After inspection of the external surfaces of the heart and dissection of the coronary arteries and if a myocardial pathology is suspected, a transverse section is taken from the mid-portion of the heart. The myocardium should be inspected for any alteration in the thickness, appearance, and color. Subsequently, the myocardium can be “bread-loafed” at an interval of 1 cm. The heart is then dissected in the usual “inflow-outflow” method of Virchow. If there has been a previous history of myocardial disease or if the gross appearance is suggestive of the same, the heart may be subjected to a “four-chamber” cut. It is imperative to weigh the heart and take measurements of the ventricular cavity and ventricular walls. Sections from the myocardium should be taken as shown in [Figure 1], particularly if the myocardium appears normal with additional section from the right ventricular (RV) outflow tract. Any abnormal area should be sampled with an interface of normal. If required, the conduction tissues should also be sampled. The routine staining technique of hematoxylin and eosin should be coupled with a connective tissue stain, and special stains (including immunohistochemistry) are to be used as and when required. It is also prudent to keep samples of all other organs, particularly the lungs, liver, kidneys, and spleen.
|Figure 1: Bread-loafed ventricular myocardium depicting the areas of sampling in NIMDs (A: Anterior wall, IVS: Interventricular septum, L: Lateral wall, LV: Left ventricle, P: Posterior wall, RV: Right ventricle)|
Click here to view
Fibrosis and hypertrophy are important features in NIMDs. Interestingly, the fibrosis (streaky, focal or multi-focal) in NIMDs is frequently nonterritorial, subepicardial, and basal. This is in sharp contrast to the fibrosis occurring as an aftermath to ischemic injury. In general, ventricular tachyarrhythmias are the commonest mechanism for SCD in over 75% of the CMPs; the remainder occurs due to bradyarrhythmias. The propensity for developing life-threatening ventricular arrhythmias among all CMP subtypes rests heavily on the presence of myocardial scarring. True hypertrophy of cardiomyocytes occurs due to the induction of growth factors.

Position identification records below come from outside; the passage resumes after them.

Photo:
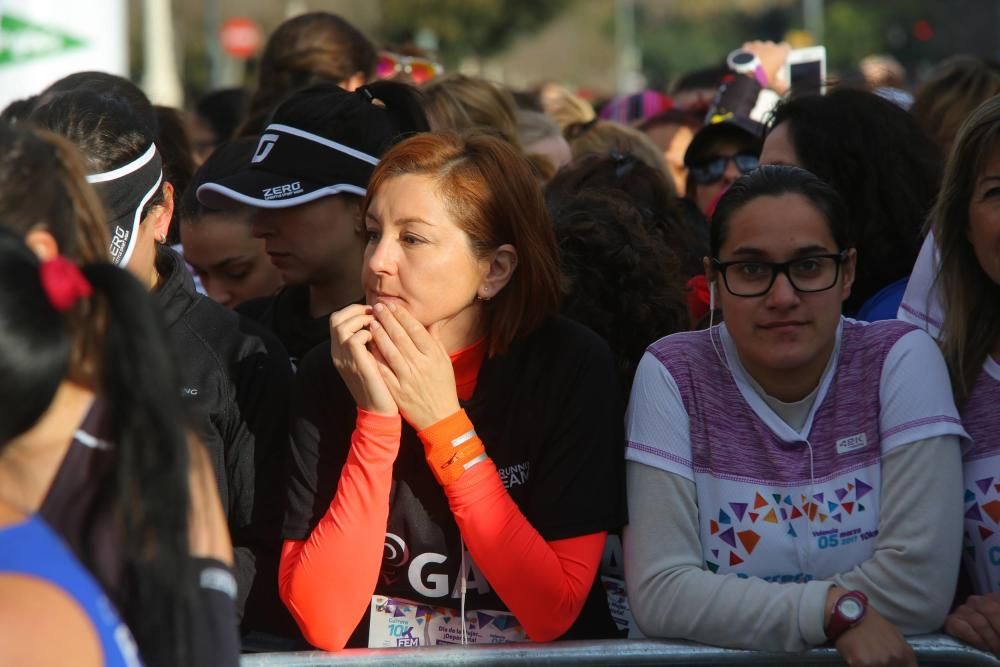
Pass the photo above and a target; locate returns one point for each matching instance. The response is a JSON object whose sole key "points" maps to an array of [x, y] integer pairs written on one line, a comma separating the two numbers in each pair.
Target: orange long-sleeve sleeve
{"points": [[544, 584], [327, 580]]}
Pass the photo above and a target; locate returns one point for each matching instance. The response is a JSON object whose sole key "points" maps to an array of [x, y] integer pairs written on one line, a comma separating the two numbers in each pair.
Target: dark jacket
{"points": [[236, 380]]}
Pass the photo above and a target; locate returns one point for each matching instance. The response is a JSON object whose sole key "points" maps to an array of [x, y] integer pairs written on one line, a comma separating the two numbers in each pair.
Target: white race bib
{"points": [[396, 622]]}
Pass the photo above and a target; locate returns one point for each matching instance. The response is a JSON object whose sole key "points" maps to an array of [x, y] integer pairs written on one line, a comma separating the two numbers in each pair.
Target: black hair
{"points": [[647, 188], [223, 111], [108, 130], [137, 382], [18, 110], [774, 180], [619, 279], [108, 85], [370, 119], [34, 340], [312, 48], [226, 160], [884, 166]]}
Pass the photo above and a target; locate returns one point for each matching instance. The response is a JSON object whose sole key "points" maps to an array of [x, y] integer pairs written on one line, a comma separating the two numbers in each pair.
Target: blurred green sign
{"points": [[22, 40]]}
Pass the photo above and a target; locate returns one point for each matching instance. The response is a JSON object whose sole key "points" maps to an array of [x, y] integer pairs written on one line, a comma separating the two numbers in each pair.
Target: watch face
{"points": [[850, 609]]}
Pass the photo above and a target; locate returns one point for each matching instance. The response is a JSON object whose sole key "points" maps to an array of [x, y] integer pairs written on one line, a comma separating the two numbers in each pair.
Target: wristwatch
{"points": [[848, 611], [742, 61]]}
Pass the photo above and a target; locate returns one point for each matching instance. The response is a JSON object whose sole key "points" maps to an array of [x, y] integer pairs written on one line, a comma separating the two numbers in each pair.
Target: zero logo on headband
{"points": [[267, 142], [283, 190]]}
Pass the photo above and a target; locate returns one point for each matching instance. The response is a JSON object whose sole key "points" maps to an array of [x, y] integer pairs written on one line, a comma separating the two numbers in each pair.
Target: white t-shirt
{"points": [[776, 503], [981, 470], [921, 305]]}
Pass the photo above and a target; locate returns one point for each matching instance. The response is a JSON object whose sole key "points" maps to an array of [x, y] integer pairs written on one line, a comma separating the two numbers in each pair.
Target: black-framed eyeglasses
{"points": [[711, 170], [813, 273]]}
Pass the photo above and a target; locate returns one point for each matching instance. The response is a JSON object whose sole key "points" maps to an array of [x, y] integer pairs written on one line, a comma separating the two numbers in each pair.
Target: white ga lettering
{"points": [[436, 585], [283, 190], [438, 581], [267, 142]]}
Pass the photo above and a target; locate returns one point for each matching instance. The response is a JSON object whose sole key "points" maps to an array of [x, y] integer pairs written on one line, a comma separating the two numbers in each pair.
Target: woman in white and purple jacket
{"points": [[794, 477]]}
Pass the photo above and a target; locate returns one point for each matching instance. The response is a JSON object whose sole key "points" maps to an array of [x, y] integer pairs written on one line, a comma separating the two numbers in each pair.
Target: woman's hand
{"points": [[357, 365], [417, 368], [875, 641], [977, 622], [772, 58]]}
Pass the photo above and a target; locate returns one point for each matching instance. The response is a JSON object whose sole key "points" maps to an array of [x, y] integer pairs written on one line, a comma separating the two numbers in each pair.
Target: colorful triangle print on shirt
{"points": [[993, 509], [748, 539]]}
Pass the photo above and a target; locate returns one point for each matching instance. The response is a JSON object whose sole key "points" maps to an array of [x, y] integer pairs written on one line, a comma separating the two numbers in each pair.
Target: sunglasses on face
{"points": [[712, 169], [420, 70]]}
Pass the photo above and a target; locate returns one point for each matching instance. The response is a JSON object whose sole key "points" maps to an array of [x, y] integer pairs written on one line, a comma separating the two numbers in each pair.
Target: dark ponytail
{"points": [[34, 341], [148, 492], [139, 385], [403, 104]]}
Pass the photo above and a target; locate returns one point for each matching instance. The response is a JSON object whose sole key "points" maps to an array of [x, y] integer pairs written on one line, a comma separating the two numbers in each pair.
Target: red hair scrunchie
{"points": [[64, 283]]}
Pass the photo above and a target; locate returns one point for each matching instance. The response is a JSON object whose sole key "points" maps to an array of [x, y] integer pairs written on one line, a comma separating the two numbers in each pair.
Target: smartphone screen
{"points": [[807, 77]]}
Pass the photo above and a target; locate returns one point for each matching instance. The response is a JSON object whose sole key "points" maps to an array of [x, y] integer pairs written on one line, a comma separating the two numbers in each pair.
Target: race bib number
{"points": [[396, 622]]}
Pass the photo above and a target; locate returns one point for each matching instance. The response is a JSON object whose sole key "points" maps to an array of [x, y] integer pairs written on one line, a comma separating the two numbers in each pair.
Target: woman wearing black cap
{"points": [[235, 376], [305, 183]]}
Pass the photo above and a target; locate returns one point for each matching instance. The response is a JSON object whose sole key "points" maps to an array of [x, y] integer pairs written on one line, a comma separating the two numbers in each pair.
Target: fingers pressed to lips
{"points": [[414, 329], [347, 313], [385, 344], [388, 317], [347, 328]]}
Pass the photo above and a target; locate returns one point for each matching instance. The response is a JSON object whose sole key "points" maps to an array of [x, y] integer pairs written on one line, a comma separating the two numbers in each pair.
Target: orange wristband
{"points": [[451, 447]]}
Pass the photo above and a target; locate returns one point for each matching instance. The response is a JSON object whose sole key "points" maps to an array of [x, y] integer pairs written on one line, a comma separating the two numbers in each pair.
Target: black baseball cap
{"points": [[292, 166], [722, 127]]}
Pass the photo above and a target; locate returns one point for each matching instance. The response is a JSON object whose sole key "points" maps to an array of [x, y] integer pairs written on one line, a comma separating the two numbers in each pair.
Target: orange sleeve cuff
{"points": [[452, 447]]}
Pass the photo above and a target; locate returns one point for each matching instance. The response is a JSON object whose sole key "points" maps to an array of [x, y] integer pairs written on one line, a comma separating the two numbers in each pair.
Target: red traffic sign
{"points": [[240, 37]]}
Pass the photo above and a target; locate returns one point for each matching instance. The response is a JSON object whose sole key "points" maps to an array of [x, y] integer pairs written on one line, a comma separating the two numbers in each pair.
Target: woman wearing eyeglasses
{"points": [[792, 475], [719, 154]]}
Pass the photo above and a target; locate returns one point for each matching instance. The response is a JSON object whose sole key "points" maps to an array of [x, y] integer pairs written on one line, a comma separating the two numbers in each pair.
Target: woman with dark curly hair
{"points": [[616, 271], [679, 225], [884, 166]]}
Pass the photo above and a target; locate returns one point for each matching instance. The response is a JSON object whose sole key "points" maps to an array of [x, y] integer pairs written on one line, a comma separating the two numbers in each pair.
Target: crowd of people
{"points": [[376, 355]]}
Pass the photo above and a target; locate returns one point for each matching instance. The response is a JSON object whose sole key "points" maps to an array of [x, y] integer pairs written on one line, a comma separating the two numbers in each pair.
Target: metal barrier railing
{"points": [[933, 650]]}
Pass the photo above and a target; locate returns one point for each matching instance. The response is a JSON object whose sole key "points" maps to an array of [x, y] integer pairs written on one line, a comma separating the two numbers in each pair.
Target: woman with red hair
{"points": [[456, 454]]}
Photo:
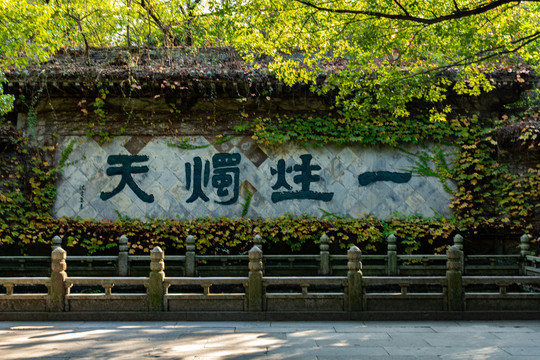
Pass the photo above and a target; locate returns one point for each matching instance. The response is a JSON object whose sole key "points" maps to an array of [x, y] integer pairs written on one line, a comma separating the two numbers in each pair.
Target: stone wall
{"points": [[142, 176]]}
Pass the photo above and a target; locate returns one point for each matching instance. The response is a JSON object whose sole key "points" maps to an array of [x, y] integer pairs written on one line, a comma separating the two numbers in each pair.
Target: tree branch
{"points": [[485, 7], [166, 33], [402, 8]]}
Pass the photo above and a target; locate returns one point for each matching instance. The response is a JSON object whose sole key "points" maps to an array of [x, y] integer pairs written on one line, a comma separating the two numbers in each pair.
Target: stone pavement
{"points": [[271, 340]]}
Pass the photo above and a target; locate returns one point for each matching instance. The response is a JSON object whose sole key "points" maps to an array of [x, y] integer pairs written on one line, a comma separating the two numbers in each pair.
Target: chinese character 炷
{"points": [[304, 178]]}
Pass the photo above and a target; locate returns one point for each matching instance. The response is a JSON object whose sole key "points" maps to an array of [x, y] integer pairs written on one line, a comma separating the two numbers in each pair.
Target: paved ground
{"points": [[271, 340]]}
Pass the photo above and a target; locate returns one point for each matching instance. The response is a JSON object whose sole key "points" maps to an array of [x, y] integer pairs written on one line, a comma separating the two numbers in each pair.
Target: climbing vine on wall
{"points": [[490, 194]]}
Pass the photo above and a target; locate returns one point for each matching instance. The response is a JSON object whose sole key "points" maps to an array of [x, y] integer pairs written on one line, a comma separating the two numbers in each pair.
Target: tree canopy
{"points": [[386, 53]]}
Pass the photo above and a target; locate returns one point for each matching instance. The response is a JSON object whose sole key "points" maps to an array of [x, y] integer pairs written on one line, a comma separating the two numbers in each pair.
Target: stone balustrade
{"points": [[260, 294], [324, 263]]}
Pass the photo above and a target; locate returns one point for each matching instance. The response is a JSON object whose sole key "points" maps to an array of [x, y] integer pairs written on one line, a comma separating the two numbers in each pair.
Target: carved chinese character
{"points": [[225, 178], [126, 170], [305, 178], [198, 179], [226, 175]]}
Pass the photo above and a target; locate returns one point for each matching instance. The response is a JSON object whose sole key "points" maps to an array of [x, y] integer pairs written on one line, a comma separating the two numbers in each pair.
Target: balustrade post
{"points": [[190, 269], [391, 265], [324, 262], [57, 288], [157, 276], [354, 276], [57, 242], [525, 251], [255, 284], [458, 242], [454, 279], [123, 260]]}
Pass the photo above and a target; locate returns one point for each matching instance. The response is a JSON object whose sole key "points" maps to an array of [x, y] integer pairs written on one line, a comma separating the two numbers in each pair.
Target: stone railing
{"points": [[341, 296], [324, 263]]}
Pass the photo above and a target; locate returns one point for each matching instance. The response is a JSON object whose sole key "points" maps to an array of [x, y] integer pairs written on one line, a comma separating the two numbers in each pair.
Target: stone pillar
{"points": [[458, 242], [324, 263], [255, 280], [525, 250], [57, 242], [454, 280], [257, 241], [190, 269], [354, 276], [157, 276], [57, 288], [391, 265], [123, 260]]}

The transverse diameter of the hypertrophied cells often exceeds 40 μm (reference range: 10–15 μm), accompanied by nuclear enlargement, pleomorphism, and hyperchromasia. The cardiac hypertrophy may be physiological (“athlete's heart”) or pathological, univentricular or biventricular, concentric or asymmetric, and proportionate or disproportionate to the cause. Pseudo-hypertrophy can be clinicopathologically indistinguishable and occurs due to intracellular or interstitial deposition of various substances or cells.
Genetic CMPs [Table 1]
Hypertrophic cardiomyopathy (HCM)
HCM is the most common, heritable cardiac disorder with an estimated prevalence of 1 in 500 (0.16% to 0.29%) and is devoid of geographic, ethnic, and gender predilection. It is characterized by cardiac hypertrophy (left ventricular LV wall thickness of <15 mm as measured on imaging) with nondilated LV and normal or increased ejection fraction. Secondary causes of hypertrophy such as hypertension (hence the importance of kidney sections), aortic stenosis, and other infiltrative CMPs have to be ruled out. HCM is a single gene disorder that arises most commonly from mutations involving the sarcomeric protein-encoding genes. The inheritance in the majority of the cases is autosomal dominant. Mutations involving the beta-myosin heavy chain or myosin binding protein C are most common, accounting for about 60% to 70% of cases. The clinical heterogeneity and phenotypic expression are modified by the penetrance and expressivity of the genes, environmental factors, and genetic modifiers such as epigenetic factors, microRNAs, and posttranslational protein modifications.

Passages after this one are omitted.